3D Scene Prompting for Scene-Consistent Camera-Controllable Video Generation¶
Conference: ICLR 2026
OpenReview: https://openreview.net/forum?id=3XxoBwMusJ
Project Page: https://cvlab-kaist.github.io/3DScenePrompt
Code: To be confirmed
Area: Video Generation / Camera-Controllable Video Generation
Keywords: Camera-Controllable Video Generation, Scene Consistency, 3D Scene Memory, Dynamic SLAM, Dual Spatio-Temporal Conditioning
TL;DR¶
This paper proposes 3DScenePrompt, which utilizes dual spatio-temporal conditions—"temporally adjacent frames + projected views from a static 3D point cloud"—to extend future videos from any length of input video, maintaining scene consistency with the entire history while achieving precise camera control.
Background & Motivation¶
- Background: Camera-controllable video generation has evolved from "generating controllable videos from scratch" to "extending a single image or short clip along a user-specified camera trajectory." Representative methods like CameraCtrl, MotionCtrl, and AC3D inject camera embeddings (e.g., Plücker coordinates) into diffusion models via ControlNet, enabling precise trajectory following.

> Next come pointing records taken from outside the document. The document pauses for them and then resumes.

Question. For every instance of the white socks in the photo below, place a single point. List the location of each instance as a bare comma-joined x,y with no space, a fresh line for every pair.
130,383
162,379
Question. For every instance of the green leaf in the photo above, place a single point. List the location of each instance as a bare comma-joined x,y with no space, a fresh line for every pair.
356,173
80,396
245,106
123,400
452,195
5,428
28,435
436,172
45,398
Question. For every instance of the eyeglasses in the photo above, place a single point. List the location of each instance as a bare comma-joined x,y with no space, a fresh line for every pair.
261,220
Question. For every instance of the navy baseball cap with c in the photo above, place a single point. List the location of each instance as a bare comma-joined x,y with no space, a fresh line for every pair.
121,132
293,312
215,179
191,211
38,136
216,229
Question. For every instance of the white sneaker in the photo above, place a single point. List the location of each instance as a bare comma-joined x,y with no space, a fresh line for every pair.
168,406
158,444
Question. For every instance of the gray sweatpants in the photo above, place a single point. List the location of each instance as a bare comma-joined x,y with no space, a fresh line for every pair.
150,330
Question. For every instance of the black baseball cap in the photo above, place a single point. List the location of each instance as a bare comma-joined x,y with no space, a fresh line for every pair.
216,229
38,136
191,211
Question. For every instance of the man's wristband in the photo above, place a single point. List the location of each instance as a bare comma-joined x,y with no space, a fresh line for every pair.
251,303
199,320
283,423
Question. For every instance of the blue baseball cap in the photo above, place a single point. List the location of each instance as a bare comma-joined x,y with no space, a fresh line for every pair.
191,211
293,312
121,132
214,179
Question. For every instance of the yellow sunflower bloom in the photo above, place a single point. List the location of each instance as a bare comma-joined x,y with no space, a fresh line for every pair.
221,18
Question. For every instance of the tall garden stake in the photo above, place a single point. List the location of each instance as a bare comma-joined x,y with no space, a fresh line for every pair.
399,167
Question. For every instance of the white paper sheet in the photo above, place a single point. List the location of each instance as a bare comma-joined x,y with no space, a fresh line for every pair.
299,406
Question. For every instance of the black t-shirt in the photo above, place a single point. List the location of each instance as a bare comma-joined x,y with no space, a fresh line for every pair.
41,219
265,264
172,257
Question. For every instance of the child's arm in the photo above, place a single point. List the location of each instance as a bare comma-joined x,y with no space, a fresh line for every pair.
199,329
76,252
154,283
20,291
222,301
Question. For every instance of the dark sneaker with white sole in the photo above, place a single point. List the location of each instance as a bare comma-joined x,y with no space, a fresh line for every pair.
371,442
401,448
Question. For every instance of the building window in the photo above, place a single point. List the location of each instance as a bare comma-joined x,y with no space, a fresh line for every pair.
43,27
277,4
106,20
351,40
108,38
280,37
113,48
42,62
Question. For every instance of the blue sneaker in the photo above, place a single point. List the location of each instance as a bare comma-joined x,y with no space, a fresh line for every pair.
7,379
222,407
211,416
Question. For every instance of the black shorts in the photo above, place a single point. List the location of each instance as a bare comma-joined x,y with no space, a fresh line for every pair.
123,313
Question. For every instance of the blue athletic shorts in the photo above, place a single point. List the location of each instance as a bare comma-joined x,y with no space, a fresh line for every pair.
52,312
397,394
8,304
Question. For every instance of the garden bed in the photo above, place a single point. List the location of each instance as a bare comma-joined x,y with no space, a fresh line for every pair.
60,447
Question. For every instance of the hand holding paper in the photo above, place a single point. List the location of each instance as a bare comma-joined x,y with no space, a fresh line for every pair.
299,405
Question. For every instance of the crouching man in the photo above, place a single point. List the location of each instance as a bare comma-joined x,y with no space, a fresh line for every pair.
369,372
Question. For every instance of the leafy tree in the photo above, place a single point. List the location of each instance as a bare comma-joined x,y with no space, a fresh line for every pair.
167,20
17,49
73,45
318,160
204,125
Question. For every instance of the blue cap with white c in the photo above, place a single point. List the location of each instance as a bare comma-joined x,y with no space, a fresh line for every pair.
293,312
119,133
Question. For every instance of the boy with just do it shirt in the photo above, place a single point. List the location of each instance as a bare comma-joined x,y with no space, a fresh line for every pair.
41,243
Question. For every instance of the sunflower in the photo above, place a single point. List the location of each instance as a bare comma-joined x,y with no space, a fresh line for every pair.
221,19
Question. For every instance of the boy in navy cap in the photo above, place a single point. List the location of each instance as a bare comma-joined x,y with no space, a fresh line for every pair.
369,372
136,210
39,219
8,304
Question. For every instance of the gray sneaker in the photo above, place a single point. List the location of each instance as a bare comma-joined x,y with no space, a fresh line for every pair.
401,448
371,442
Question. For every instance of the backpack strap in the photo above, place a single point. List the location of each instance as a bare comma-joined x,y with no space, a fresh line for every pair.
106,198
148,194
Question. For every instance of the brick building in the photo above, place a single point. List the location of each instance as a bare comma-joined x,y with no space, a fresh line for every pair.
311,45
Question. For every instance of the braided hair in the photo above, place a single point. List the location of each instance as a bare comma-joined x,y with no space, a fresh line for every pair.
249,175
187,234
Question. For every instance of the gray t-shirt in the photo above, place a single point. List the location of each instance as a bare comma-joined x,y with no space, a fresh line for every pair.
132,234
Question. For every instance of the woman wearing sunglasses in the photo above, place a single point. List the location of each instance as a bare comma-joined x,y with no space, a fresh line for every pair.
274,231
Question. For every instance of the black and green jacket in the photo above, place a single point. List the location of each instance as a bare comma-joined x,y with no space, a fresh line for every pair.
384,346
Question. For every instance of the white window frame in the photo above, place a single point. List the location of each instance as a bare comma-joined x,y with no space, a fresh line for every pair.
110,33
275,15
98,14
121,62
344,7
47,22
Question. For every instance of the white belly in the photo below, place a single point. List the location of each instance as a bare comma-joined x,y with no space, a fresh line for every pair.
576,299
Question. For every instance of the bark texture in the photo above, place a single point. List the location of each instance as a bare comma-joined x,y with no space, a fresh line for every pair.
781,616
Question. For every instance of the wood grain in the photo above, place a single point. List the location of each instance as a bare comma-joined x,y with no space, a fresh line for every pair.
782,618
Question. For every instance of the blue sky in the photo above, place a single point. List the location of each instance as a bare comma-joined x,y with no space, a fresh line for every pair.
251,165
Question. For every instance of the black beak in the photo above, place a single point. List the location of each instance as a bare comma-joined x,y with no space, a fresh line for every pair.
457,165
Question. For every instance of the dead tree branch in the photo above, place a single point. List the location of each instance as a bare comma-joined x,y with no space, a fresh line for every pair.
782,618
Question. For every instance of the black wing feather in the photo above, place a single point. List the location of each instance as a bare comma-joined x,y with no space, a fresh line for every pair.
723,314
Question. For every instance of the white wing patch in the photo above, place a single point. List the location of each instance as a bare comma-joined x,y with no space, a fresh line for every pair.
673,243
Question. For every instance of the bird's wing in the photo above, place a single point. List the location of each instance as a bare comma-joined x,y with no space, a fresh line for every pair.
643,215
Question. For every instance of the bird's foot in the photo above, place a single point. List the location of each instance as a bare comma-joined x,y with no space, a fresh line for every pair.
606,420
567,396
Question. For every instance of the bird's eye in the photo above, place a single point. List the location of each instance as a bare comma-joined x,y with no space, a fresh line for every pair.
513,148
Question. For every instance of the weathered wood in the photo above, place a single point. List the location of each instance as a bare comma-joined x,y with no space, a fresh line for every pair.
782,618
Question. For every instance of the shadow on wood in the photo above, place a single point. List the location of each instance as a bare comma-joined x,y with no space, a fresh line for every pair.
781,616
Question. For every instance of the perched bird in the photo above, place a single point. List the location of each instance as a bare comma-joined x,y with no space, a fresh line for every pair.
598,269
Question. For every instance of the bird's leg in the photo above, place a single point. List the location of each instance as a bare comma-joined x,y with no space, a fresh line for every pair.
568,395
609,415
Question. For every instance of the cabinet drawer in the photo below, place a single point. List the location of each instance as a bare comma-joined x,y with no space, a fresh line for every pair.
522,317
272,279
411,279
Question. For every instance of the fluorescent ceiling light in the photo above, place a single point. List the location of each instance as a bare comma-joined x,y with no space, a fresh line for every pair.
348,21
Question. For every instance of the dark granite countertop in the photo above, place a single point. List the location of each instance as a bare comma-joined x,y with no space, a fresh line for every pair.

- Limitations of Prior Work: These methods can only process extremely short condition sequences (typically a few frames) and cannot understand longer videos, thus losing the rich scene context of long-duration sequences. Video-to-future-video methods (e.g., Cosmos-Predict2) use a temporal sliding window that only considers the last few frames; when the camera revisits earlier viewpoints (outside the window), long-range spatial consistency cannot be maintained.
- Key Challenge: Scene-consistent camera-controllable generation must simultaneously satisfy three conflicting requirements: ① Static elements must remain consistent throughout, while dynamic elements (pedestrians, cars) should evolve naturally from their most recent state—one cannot transplant a person frozen 50 frames ago into frame 200; ② Camera control requires understanding the underlying 3D geometry (occlusion, synthesis, extrapolation of unobserved regions); ③ This must be achieved within feasible computational constraints, as naively processing all input frames would lead to exploding quadratic complexity in self-attention.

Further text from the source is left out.